- Presidential Portrait of Richard J. Stonesifer

Fifth President of Monmouth University
- In office 1971–1979

Personal details
- Born: June 21, 1922 Lancaster, Pennsylvania, United States
- Died: January 1999 (aged 76) Mullins, South Carolina, United States
- Parents: Rev. Paul T. Stonesifer (father); Esther (Wittlinger) Stonesifer (mother);
- Alma mater: Franklin & Marshall College Northwestern University University of Pennsylvania

= Richard J. Stonesifer =

American educator

Richard James Stonesifer (June 21, 1922 – January 1999) was the fifth President of Monmouth University.

==Early life and career==
Stonesifer was born in Lancaster, Pennsylvania, to Rev. Paul T. and Esther (Wittlinger) Stonesifer.

He graduated from Franklin and Marshall College in 1944 where he was a member of Sigma Pi fraternity. He then served in the Army Air Force during World War II. After the war he earned his Master of Arts from Northwestern University and married Nancy Jane Weaver on June 28, 1947. They had one daughter, Pamela Ann. He then returned to Franklin and Marshall as a member of the English Department from 1946 until 1960. During this time he earned his Doctorate Degree from the University of Pennsylvania in 1954.

==College leadership==
In 1960, he was promoted to Assistant to the President of Franklin and Marshall. Through his efforts the college won an award from the American College of Public Relations Association for his newspaper series “Campus and Classroom” in 1962.

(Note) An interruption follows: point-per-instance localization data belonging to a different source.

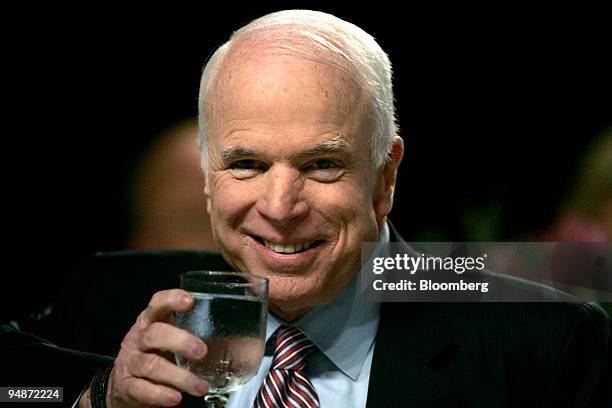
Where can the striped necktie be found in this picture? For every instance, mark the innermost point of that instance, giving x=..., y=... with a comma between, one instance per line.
x=286, y=384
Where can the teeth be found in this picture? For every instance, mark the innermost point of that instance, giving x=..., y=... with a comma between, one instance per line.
x=288, y=248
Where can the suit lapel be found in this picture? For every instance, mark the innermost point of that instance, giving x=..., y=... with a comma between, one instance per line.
x=413, y=346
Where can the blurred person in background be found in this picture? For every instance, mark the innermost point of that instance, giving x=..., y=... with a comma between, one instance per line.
x=586, y=214
x=165, y=200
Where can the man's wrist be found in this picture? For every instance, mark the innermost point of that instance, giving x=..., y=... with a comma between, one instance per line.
x=85, y=398
x=95, y=395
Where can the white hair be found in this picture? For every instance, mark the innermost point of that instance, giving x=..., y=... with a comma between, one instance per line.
x=321, y=37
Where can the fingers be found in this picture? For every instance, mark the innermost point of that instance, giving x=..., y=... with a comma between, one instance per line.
x=164, y=337
x=139, y=392
x=160, y=371
x=163, y=304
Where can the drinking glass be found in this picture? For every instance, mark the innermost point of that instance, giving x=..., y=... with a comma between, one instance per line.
x=229, y=315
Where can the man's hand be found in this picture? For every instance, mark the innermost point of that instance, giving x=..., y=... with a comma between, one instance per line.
x=141, y=376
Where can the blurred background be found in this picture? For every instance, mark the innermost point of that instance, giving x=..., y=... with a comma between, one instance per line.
x=505, y=115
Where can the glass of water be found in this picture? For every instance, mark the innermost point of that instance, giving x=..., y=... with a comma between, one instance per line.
x=229, y=315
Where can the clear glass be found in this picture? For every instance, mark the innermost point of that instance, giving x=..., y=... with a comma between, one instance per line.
x=229, y=315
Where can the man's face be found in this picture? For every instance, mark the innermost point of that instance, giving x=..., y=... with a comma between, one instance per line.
x=290, y=188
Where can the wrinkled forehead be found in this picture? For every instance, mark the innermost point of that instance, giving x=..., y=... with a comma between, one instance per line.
x=267, y=81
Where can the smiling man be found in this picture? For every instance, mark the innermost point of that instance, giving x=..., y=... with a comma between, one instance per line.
x=300, y=150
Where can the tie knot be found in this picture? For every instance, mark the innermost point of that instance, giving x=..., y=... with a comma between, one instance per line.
x=290, y=349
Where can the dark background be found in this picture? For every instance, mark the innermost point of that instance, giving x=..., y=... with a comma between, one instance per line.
x=495, y=106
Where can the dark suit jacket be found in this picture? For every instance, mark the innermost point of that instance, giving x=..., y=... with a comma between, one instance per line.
x=426, y=354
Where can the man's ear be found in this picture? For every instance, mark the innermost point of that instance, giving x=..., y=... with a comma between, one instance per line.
x=207, y=193
x=383, y=195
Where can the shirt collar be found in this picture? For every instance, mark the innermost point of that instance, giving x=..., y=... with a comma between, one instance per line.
x=344, y=330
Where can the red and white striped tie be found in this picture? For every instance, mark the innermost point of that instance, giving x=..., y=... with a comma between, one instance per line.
x=286, y=384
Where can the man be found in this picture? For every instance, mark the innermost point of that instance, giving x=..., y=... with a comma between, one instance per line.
x=300, y=151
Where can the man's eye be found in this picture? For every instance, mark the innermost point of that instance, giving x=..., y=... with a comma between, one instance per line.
x=245, y=165
x=323, y=164
x=245, y=169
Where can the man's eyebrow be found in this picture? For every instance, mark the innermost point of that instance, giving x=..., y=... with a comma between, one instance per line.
x=233, y=153
x=337, y=144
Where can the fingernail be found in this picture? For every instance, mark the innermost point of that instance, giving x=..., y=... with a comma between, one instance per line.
x=201, y=387
x=198, y=350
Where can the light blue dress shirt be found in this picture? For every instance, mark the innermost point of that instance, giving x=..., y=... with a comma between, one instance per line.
x=344, y=333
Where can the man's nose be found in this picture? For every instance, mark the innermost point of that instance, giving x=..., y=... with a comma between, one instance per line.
x=282, y=200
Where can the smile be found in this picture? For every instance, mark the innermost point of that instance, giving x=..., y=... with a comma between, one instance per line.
x=288, y=248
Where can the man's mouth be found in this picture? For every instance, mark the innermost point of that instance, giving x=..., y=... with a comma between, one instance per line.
x=289, y=248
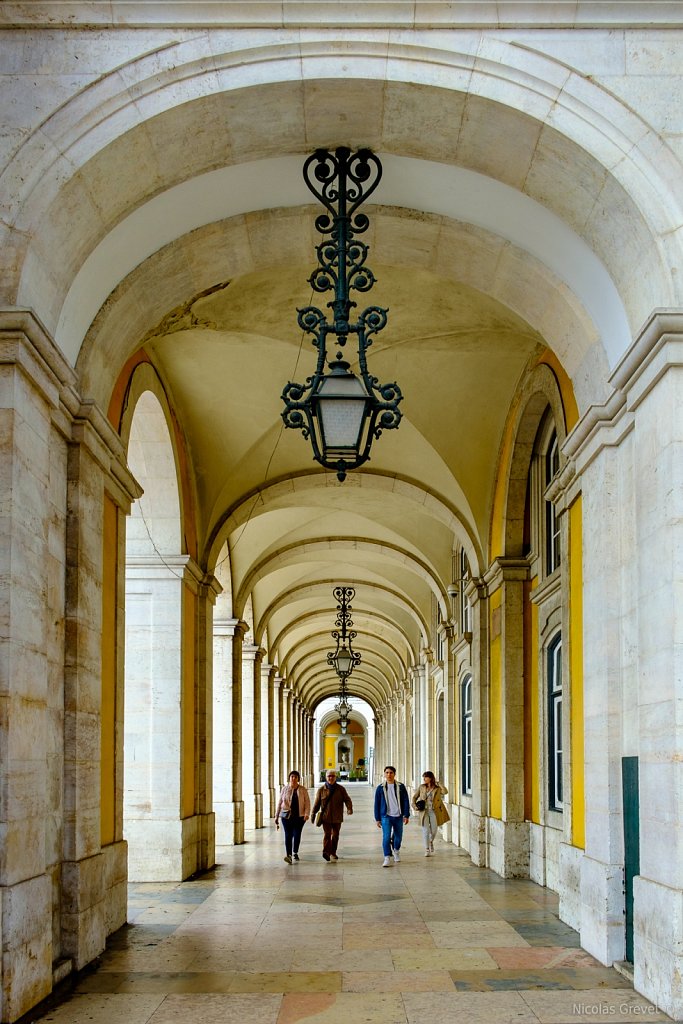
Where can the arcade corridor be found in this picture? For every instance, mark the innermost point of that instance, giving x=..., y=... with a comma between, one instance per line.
x=255, y=941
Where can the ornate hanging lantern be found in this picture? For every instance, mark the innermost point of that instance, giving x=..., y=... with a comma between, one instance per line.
x=341, y=412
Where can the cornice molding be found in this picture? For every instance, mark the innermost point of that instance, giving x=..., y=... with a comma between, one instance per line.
x=406, y=14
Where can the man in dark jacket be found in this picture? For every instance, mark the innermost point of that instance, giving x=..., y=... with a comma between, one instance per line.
x=392, y=810
x=331, y=800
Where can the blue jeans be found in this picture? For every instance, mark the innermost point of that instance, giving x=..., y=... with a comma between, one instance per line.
x=392, y=834
x=292, y=828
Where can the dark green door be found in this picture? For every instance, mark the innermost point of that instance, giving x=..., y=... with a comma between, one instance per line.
x=631, y=842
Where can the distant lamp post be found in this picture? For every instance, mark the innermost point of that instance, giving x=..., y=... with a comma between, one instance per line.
x=341, y=412
x=344, y=658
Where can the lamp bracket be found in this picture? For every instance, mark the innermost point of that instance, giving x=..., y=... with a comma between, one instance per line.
x=342, y=181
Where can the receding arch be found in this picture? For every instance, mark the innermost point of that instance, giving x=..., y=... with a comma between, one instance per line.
x=416, y=565
x=542, y=87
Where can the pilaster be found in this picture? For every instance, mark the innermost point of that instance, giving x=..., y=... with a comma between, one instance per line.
x=227, y=634
x=509, y=839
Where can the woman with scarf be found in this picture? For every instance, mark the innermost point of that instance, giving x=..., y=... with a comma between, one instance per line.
x=428, y=802
x=293, y=810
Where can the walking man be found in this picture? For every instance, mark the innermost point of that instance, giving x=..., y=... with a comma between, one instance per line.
x=392, y=810
x=331, y=800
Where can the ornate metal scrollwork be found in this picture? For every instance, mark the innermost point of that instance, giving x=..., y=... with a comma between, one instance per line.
x=342, y=181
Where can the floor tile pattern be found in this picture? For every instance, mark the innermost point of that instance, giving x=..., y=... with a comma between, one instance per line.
x=259, y=941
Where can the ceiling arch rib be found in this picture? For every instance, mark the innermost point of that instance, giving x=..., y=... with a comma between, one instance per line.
x=398, y=665
x=541, y=85
x=305, y=487
x=367, y=594
x=307, y=663
x=310, y=656
x=294, y=553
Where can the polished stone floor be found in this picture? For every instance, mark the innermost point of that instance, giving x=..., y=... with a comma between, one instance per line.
x=425, y=941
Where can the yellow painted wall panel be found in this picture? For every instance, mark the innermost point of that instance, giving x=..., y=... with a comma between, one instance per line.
x=109, y=672
x=496, y=705
x=188, y=704
x=577, y=675
x=535, y=713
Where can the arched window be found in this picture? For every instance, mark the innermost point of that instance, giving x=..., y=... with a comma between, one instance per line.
x=465, y=606
x=555, y=724
x=552, y=466
x=466, y=733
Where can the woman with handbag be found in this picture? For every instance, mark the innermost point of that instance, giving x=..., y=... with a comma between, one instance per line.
x=293, y=810
x=428, y=802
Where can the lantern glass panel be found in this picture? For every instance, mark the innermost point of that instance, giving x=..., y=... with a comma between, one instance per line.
x=342, y=401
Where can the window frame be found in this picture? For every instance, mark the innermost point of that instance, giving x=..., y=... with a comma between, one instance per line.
x=466, y=716
x=555, y=749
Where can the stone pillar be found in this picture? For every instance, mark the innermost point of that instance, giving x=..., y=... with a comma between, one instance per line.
x=656, y=396
x=475, y=832
x=310, y=780
x=161, y=803
x=276, y=733
x=208, y=592
x=33, y=473
x=509, y=836
x=251, y=671
x=423, y=716
x=227, y=636
x=628, y=459
x=287, y=731
x=267, y=674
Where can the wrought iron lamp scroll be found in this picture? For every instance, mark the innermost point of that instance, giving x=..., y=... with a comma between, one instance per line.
x=344, y=658
x=341, y=412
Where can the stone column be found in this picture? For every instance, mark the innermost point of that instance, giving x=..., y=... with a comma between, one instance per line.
x=267, y=674
x=509, y=836
x=310, y=780
x=287, y=731
x=474, y=823
x=208, y=592
x=422, y=715
x=251, y=671
x=161, y=800
x=276, y=733
x=656, y=396
x=628, y=459
x=227, y=635
x=33, y=472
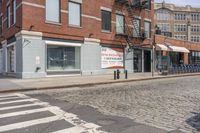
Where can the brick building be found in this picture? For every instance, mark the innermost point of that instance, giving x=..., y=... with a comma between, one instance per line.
x=40, y=38
x=181, y=26
x=178, y=22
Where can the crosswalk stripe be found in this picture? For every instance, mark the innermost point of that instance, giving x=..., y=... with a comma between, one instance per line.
x=76, y=129
x=25, y=112
x=28, y=123
x=17, y=101
x=25, y=105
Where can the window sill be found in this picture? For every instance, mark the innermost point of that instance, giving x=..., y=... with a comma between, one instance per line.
x=75, y=26
x=106, y=31
x=54, y=23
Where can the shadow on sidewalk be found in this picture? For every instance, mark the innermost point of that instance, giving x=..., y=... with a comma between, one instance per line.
x=194, y=121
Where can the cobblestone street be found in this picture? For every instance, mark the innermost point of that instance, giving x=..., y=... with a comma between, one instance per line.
x=170, y=104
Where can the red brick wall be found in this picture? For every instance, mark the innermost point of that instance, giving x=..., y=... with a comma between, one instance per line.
x=8, y=32
x=187, y=44
x=35, y=16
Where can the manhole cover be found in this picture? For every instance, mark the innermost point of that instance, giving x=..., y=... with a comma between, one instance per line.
x=106, y=122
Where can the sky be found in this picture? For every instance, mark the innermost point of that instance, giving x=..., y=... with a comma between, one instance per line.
x=193, y=3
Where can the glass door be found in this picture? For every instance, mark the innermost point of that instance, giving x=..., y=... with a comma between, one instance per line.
x=137, y=60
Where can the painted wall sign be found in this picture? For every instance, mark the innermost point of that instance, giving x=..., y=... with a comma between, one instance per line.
x=112, y=57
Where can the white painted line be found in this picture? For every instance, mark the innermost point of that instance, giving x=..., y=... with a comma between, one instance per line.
x=9, y=98
x=21, y=95
x=8, y=95
x=25, y=112
x=74, y=120
x=25, y=105
x=28, y=123
x=72, y=130
x=17, y=101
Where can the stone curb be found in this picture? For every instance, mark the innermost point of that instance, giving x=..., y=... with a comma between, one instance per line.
x=97, y=83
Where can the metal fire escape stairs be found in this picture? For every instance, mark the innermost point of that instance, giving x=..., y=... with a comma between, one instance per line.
x=131, y=27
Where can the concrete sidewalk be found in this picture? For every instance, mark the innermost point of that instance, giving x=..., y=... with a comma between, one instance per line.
x=15, y=85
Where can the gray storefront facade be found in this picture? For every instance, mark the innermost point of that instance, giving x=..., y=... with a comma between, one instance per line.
x=30, y=55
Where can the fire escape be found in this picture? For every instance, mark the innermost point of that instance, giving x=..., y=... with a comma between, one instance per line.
x=131, y=27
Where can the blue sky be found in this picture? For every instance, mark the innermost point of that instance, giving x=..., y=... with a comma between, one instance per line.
x=193, y=3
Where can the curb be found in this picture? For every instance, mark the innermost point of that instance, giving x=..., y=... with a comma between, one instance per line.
x=93, y=84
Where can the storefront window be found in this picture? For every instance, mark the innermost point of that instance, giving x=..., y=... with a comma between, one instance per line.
x=61, y=58
x=176, y=58
x=137, y=60
x=194, y=57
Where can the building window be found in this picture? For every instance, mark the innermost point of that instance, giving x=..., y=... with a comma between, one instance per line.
x=106, y=20
x=164, y=27
x=63, y=58
x=1, y=24
x=74, y=14
x=180, y=37
x=195, y=17
x=195, y=38
x=14, y=11
x=136, y=27
x=179, y=16
x=8, y=16
x=147, y=29
x=195, y=28
x=53, y=10
x=180, y=28
x=163, y=14
x=194, y=57
x=120, y=24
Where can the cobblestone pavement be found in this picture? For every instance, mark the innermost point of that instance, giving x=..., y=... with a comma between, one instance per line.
x=170, y=104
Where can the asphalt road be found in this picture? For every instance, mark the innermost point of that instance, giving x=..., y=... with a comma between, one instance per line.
x=155, y=106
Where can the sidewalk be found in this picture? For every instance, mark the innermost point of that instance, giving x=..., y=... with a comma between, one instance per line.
x=14, y=85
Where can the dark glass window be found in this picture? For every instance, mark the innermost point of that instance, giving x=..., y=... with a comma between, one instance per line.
x=106, y=20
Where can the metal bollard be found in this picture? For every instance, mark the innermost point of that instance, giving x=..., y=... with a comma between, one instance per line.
x=115, y=75
x=126, y=74
x=118, y=74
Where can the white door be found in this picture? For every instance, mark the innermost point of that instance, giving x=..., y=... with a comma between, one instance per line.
x=1, y=60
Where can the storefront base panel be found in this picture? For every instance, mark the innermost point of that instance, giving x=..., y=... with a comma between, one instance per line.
x=26, y=75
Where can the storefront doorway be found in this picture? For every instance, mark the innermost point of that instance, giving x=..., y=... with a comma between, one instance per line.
x=10, y=59
x=147, y=61
x=137, y=60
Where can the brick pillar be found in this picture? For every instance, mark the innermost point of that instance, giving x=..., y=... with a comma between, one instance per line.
x=186, y=58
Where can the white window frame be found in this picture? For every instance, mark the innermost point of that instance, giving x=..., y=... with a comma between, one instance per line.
x=46, y=13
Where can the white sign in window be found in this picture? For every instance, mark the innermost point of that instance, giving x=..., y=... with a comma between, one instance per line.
x=74, y=14
x=112, y=57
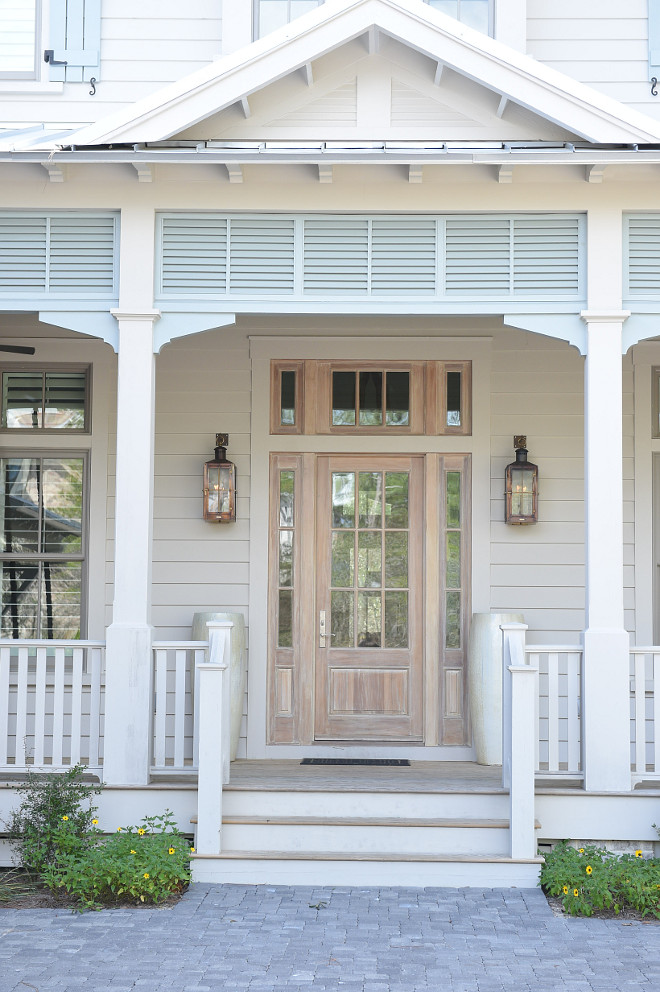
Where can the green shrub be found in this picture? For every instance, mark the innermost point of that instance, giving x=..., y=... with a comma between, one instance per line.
x=593, y=878
x=146, y=863
x=56, y=813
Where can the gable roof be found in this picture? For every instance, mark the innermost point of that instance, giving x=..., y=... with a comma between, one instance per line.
x=532, y=87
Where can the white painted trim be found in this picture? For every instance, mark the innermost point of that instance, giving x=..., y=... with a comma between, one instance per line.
x=262, y=351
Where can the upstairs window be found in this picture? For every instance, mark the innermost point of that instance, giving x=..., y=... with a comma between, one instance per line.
x=273, y=14
x=19, y=38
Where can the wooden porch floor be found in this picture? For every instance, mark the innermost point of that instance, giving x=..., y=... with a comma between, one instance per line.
x=420, y=776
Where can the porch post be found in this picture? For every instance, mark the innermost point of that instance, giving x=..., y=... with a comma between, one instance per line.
x=128, y=703
x=605, y=667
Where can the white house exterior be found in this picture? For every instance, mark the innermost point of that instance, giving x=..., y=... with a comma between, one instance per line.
x=372, y=245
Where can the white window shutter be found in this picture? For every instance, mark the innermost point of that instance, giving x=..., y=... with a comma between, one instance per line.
x=75, y=40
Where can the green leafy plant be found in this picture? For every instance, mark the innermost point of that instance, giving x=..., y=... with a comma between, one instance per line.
x=56, y=813
x=592, y=878
x=145, y=863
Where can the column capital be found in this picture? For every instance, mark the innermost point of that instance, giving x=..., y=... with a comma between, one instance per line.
x=152, y=315
x=604, y=316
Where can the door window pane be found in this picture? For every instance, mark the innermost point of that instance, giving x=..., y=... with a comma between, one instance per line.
x=371, y=499
x=369, y=619
x=396, y=619
x=343, y=499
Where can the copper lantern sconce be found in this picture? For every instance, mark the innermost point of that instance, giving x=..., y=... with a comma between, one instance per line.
x=219, y=493
x=521, y=489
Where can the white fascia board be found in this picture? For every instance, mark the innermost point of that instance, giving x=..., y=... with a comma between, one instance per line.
x=543, y=90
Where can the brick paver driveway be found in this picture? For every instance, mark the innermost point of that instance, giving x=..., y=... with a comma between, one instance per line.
x=266, y=939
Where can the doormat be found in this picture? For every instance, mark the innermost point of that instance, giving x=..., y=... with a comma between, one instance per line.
x=355, y=761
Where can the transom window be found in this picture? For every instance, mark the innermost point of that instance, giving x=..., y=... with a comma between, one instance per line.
x=273, y=14
x=45, y=399
x=322, y=397
x=19, y=35
x=42, y=537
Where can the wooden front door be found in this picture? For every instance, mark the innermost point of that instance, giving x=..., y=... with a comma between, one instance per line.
x=369, y=639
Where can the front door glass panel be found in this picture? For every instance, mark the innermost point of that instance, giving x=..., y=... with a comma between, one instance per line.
x=369, y=591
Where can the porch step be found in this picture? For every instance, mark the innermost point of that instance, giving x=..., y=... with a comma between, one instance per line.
x=365, y=868
x=366, y=834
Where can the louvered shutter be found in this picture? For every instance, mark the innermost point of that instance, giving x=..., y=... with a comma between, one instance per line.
x=23, y=254
x=643, y=237
x=262, y=252
x=82, y=254
x=403, y=256
x=75, y=38
x=194, y=254
x=546, y=257
x=336, y=256
x=477, y=256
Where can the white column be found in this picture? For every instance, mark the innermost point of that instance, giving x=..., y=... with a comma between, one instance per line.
x=605, y=667
x=128, y=702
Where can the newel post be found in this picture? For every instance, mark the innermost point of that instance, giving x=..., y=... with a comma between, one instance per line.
x=214, y=731
x=519, y=734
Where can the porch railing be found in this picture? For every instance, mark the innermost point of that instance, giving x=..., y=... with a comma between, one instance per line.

On March 1, 1963, he was named as the new Assistant To the Provost and Director Of the College of General Studies and the Summer School for the University of Pennsylvania. He also joined the faculty of the Annenberg School as an associate professor of communications. During his time at the university he wrote his book about Welsh tramp poet W. H. Davies, entitled W. H. Davies: A Critical Biography, the first full biography of Davies, which was published in 1965.

Stonesifer then moved to Drew University in 1965. He served as their dean of the College of Liberal Arts until 1971.

==College President==
From 1971 to 1979 he served as the President of Monmouth University. Dr. Stonesifer has received some credit for developing the academic reputation of Monmouth. During this time several buildings on campus were added to the National Register of Historic Places and the college received some attention for being the home of the New York Knicks and New York Giants training camps.

His tenure was marred by a tight financial situation at the university. Like most private colleges in the 1970s, Monmouth suffered from declining enrollment, national economic inflation, and debt from a large building program in the 1960s. The faculty threatened strikes throughout the decade. There was eventually a two-week faculty strike in 1979 as well as a longer staff strike. These strikes strained his relationship with the college's regents which caused him to step down.

==Post presidential career==
After leaving Monmouth he served as a Woodrow Wilson professor of humanities and social science from 1979 to 1982.

Stonesifer died in Mullins, South Carolina, in January 1999.

==Publications==
===Books===
- Stonesifer, Richard J. (1963), W. H. Davies - A Critical Biography, London: Jonathan Cape, ISBN B0000CLPA3

===Articles===
source:
- Stonesifer, Richard J. "The Catsup Factory Fallacy." Small College Annual, 1966: p. 11-12.
- Stonesifer, Richard J. "A Ritual of Restlessness." The Drew University Magazine, Summer 1970: p. 11-13.
- Stonesifer, Richard J. "TV Form and TV Sense." Television Quarterly, vol. 4, no. 2, Spring 1965: p. 19-27.